Saturday, December 31, 2011

Two Dogs Suspected In Aurora Attack Found Dead

COLORADO -- Two dogs matching the description of the dogs who attacked three people on Friday have been found dead, Aurora police said.

It appeared that they were hit by a vehicle, Aurora police spokeswoman Cassidee Carlson said.

"They were spotted on the side of E-470 at East 64th Avenue by a state trooper," Carlson said.


 That location is about 11.5 miles north of where the attacks occurred -- in 19200 block of East Gunnison Circle, near South Dunkirk Street and East Jewell Avenue in the Louisiana Purchase subdivision.

"Aurora Animal Care Officers took possession of the dogs. Aurora Animal Care Division will continue to investigate in an attempt to identify the owners of the dogs," Carlson said.

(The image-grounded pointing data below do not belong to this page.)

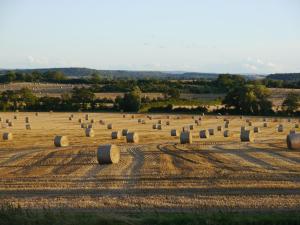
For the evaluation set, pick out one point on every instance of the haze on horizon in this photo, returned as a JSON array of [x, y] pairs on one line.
[[234, 36]]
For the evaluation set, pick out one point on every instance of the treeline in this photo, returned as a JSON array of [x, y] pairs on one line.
[[99, 83]]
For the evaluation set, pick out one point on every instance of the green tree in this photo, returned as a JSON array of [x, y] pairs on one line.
[[291, 103], [249, 99], [131, 102]]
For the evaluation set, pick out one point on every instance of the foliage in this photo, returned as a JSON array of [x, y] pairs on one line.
[[249, 99]]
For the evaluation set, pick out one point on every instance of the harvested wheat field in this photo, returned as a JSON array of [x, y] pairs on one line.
[[157, 173]]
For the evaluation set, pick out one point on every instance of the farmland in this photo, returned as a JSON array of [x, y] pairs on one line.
[[156, 174]]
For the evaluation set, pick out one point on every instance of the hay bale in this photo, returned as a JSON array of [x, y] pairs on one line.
[[154, 126], [280, 128], [174, 133], [108, 154], [256, 130], [211, 131], [7, 136], [124, 132], [83, 125], [293, 141], [227, 133], [246, 136], [116, 135], [89, 132], [61, 141], [132, 137], [186, 137], [204, 134]]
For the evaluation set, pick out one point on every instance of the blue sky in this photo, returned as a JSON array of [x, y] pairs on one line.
[[236, 36]]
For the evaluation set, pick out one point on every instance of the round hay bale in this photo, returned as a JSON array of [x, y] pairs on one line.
[[280, 128], [204, 134], [61, 141], [132, 137], [108, 154], [124, 132], [7, 136], [186, 137], [116, 135], [174, 133], [227, 133], [293, 141], [256, 130], [83, 125], [211, 131], [246, 136], [220, 128], [154, 126], [89, 132]]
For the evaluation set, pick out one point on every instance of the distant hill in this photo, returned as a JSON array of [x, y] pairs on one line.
[[285, 76], [76, 72]]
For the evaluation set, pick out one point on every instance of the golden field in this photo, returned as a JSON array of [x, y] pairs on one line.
[[157, 174]]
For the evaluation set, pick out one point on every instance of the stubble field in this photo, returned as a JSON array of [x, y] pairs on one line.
[[157, 174]]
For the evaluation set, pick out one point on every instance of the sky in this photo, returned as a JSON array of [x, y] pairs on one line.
[[222, 36]]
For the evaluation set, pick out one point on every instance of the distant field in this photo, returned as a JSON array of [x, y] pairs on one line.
[[55, 90], [157, 174]]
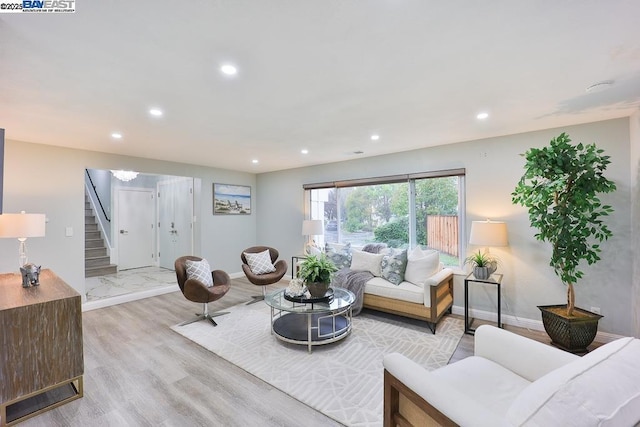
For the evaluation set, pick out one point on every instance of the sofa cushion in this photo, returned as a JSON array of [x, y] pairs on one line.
[[404, 291], [421, 265], [366, 261], [485, 381], [339, 254], [602, 388], [393, 265]]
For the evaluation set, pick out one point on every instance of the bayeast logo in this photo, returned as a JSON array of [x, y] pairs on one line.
[[48, 6]]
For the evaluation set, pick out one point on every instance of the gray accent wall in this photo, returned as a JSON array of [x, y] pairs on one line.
[[634, 130], [493, 167], [50, 180]]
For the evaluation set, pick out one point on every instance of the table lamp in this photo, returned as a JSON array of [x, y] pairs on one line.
[[488, 233], [310, 228], [22, 226]]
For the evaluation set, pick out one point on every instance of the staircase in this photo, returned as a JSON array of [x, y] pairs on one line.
[[96, 260]]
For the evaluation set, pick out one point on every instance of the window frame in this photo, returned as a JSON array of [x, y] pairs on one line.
[[391, 179]]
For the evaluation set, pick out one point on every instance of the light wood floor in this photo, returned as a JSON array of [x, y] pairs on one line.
[[140, 373]]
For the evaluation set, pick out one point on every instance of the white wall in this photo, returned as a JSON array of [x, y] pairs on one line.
[[493, 167], [50, 180], [634, 126]]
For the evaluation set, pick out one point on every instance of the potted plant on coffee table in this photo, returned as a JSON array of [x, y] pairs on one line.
[[317, 271], [560, 188]]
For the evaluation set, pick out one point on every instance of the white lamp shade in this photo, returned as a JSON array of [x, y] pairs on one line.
[[22, 225], [488, 233], [312, 227]]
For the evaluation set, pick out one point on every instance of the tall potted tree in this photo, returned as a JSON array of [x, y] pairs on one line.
[[560, 188]]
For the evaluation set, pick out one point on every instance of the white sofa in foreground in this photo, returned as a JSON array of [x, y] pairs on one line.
[[516, 381]]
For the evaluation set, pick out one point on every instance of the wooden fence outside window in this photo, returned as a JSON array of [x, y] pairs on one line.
[[442, 233]]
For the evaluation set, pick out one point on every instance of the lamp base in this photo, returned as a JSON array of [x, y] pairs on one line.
[[30, 275]]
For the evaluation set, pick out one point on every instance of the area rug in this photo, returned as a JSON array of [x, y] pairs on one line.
[[343, 380]]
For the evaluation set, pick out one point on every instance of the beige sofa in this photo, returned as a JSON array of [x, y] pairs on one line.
[[516, 381], [423, 288], [429, 302]]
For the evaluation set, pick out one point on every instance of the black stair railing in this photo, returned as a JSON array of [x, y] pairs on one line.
[[97, 196]]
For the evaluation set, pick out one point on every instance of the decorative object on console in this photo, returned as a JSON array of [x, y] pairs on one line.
[[317, 271], [311, 228], [124, 176], [22, 226], [560, 188]]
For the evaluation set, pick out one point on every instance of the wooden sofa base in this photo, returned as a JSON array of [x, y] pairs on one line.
[[441, 303], [404, 408]]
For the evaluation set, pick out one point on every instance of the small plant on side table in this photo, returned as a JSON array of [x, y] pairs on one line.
[[484, 265]]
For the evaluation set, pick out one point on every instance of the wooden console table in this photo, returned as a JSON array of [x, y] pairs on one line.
[[40, 344]]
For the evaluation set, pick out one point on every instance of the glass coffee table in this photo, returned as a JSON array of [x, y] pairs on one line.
[[314, 321]]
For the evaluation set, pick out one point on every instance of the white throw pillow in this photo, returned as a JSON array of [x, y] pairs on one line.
[[366, 261], [199, 270], [260, 263], [421, 265]]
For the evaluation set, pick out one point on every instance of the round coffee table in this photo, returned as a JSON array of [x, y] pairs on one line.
[[311, 322]]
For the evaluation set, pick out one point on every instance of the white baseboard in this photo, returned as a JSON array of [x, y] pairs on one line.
[[531, 324], [120, 299]]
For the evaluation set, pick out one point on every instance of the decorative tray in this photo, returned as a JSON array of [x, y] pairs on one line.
[[304, 300]]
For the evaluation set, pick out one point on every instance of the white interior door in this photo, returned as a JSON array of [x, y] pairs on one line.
[[175, 228], [135, 228]]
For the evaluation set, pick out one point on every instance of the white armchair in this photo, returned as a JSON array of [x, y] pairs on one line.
[[515, 381]]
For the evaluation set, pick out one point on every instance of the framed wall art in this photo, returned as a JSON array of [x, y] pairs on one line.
[[231, 199]]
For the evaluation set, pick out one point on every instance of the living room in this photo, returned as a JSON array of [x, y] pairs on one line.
[[45, 176]]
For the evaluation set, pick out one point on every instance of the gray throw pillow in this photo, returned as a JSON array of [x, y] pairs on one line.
[[200, 271], [260, 263]]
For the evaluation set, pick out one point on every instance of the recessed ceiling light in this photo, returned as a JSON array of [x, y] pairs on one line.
[[597, 87], [229, 70]]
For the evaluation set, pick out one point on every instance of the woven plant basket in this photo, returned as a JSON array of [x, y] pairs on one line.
[[571, 334]]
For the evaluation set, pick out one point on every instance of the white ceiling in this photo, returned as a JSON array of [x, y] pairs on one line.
[[316, 74]]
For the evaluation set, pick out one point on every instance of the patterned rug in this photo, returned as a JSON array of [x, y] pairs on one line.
[[343, 380]]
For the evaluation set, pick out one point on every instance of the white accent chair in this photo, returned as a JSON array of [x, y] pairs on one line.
[[515, 381]]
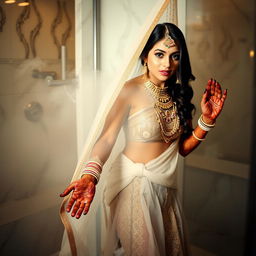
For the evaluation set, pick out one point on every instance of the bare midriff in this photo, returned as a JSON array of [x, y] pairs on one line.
[[140, 152]]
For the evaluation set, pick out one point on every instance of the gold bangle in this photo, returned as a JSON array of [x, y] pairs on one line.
[[193, 133], [204, 123]]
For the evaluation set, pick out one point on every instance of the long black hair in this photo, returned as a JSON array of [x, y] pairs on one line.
[[178, 84]]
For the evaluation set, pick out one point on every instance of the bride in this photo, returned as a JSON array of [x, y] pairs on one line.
[[155, 111]]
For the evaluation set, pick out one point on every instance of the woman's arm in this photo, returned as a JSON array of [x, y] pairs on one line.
[[112, 126], [211, 106], [83, 189]]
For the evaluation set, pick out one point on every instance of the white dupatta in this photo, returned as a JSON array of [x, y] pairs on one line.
[[85, 236]]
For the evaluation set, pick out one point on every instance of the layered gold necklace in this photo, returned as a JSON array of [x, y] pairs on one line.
[[166, 111]]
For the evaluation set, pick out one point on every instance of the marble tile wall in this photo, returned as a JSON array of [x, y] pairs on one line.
[[220, 37], [35, 161]]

Three people were injured in Friday's morning attack, which started when a woman was walking her small dog on a path.

Two of the victims were treated and released. The condition of the most seriously injured woman -- the walker -- remains unknown.

Cheryl Schultz told 7NEWS she was preparing to go to work around 6:30 a.m. when she heard a woman screaming and the dogs barking and she ran out to help. Schultz said she saw the woman trying to protect her small dog from two pit bulls so she ran out to help.

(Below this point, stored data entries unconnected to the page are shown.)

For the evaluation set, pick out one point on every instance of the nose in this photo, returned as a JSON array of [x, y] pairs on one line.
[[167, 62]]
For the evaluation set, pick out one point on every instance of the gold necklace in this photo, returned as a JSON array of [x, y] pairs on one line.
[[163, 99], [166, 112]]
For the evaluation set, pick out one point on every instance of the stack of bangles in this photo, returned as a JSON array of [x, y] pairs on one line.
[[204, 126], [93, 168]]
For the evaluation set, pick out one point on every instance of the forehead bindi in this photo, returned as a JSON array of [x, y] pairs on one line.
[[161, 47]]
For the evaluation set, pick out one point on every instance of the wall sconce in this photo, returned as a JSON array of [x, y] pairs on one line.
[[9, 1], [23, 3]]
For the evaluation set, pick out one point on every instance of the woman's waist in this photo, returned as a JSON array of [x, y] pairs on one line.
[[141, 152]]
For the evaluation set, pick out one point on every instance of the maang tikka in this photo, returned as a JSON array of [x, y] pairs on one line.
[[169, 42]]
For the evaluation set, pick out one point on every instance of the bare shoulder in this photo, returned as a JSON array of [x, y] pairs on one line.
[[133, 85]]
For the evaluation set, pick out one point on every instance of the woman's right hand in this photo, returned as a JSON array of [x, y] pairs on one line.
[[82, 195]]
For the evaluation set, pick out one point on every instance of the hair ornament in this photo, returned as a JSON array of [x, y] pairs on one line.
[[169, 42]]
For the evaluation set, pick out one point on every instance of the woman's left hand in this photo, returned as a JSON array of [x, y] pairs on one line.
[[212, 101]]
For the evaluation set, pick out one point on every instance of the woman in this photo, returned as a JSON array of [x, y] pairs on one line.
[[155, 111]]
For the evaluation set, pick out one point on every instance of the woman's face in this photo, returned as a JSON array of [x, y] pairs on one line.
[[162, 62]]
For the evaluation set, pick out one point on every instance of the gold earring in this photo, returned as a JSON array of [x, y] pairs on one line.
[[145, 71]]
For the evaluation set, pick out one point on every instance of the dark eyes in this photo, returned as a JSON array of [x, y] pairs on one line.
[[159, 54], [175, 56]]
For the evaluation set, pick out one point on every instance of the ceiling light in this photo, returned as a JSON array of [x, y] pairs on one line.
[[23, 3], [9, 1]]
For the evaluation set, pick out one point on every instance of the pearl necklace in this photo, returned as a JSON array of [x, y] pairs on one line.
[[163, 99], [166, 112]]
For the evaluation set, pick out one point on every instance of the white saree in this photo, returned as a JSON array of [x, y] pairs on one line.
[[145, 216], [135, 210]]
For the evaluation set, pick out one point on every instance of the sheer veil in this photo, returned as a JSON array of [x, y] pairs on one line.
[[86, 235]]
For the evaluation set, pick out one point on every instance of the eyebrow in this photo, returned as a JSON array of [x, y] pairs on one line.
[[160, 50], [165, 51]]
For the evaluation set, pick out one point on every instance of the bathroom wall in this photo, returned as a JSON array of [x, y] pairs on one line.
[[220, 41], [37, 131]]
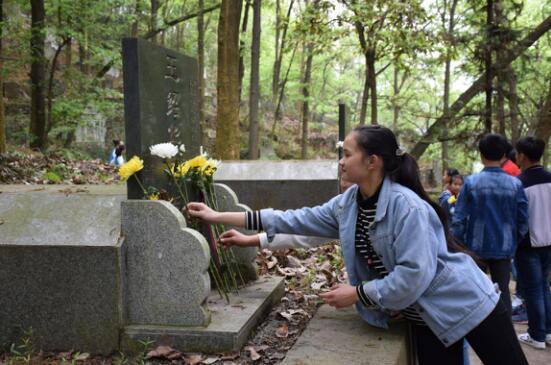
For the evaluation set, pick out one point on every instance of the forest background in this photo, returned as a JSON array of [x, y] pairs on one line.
[[440, 73]]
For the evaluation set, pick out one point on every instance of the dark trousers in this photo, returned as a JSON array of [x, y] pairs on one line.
[[534, 265], [500, 272], [494, 340]]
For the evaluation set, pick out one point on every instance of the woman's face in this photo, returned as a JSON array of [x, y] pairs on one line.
[[455, 186], [354, 164]]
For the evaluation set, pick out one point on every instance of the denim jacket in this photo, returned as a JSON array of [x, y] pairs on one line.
[[448, 290], [491, 214]]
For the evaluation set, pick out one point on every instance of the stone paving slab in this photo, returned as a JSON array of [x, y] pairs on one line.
[[230, 325], [341, 337]]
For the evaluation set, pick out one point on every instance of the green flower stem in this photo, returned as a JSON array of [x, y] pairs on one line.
[[140, 183]]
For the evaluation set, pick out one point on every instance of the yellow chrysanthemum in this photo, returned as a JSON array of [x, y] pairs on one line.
[[180, 170], [154, 196], [197, 162], [128, 169]]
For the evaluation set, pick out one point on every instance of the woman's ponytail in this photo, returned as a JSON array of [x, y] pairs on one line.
[[402, 168]]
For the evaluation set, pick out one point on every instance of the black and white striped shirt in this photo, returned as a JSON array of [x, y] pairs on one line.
[[364, 249]]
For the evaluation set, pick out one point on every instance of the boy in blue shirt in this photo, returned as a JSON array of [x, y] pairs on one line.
[[491, 215]]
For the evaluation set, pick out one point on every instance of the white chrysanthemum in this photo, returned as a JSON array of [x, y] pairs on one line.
[[164, 150]]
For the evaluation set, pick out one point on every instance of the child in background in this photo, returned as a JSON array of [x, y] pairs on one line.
[[448, 198]]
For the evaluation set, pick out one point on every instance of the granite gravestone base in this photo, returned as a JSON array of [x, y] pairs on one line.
[[60, 260], [167, 289]]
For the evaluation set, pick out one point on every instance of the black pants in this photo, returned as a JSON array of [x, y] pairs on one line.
[[500, 272], [494, 340]]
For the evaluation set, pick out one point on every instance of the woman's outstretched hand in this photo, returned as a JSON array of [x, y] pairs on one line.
[[236, 238], [340, 296], [203, 212]]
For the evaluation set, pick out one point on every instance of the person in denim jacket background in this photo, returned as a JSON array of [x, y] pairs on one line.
[[410, 263], [491, 214]]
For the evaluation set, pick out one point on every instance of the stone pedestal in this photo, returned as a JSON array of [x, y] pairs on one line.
[[165, 273]]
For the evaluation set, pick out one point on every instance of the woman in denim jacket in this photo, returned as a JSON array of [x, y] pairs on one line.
[[403, 259]]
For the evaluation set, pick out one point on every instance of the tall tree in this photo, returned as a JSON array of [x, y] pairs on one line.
[[2, 116], [448, 24], [434, 132], [38, 64], [384, 27], [488, 51], [281, 28], [227, 127], [242, 45], [201, 69], [153, 18], [254, 94]]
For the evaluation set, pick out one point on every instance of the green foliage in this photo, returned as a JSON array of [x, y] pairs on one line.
[[24, 351], [410, 39]]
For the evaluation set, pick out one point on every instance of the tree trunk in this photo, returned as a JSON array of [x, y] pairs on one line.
[[153, 18], [488, 65], [227, 128], [135, 29], [305, 102], [242, 45], [500, 103], [543, 124], [277, 113], [50, 93], [513, 104], [370, 58], [255, 83], [2, 115], [360, 30], [395, 106], [365, 95], [38, 64], [447, 81], [280, 48], [435, 130], [201, 70], [276, 69]]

After yelling to try and stop the attack, Schultz said she tried to pull one pit bull away. That's when both dogs -- a black pit bull and a brindle-colored pit bull-- lunged at her, she said.

Schultz tried to run back home but was knocked to the ground. With the dogs distracted, the first woman and her small dog jumped into the back seat of a car whose driver stopped to help, Carlson said.

Schultz's husband ran outside and helped her scurry back to their apartment. Shultz said she was inside her apartment, calling 911 when she looked out her window and saw a third person -- later identified as Brad Wall -- being attacked by the two pit bulls.

Wall said the attack happened quickly and as he was defending his neighbor's life, the dogs turned on him. He said they knocked him to the ground.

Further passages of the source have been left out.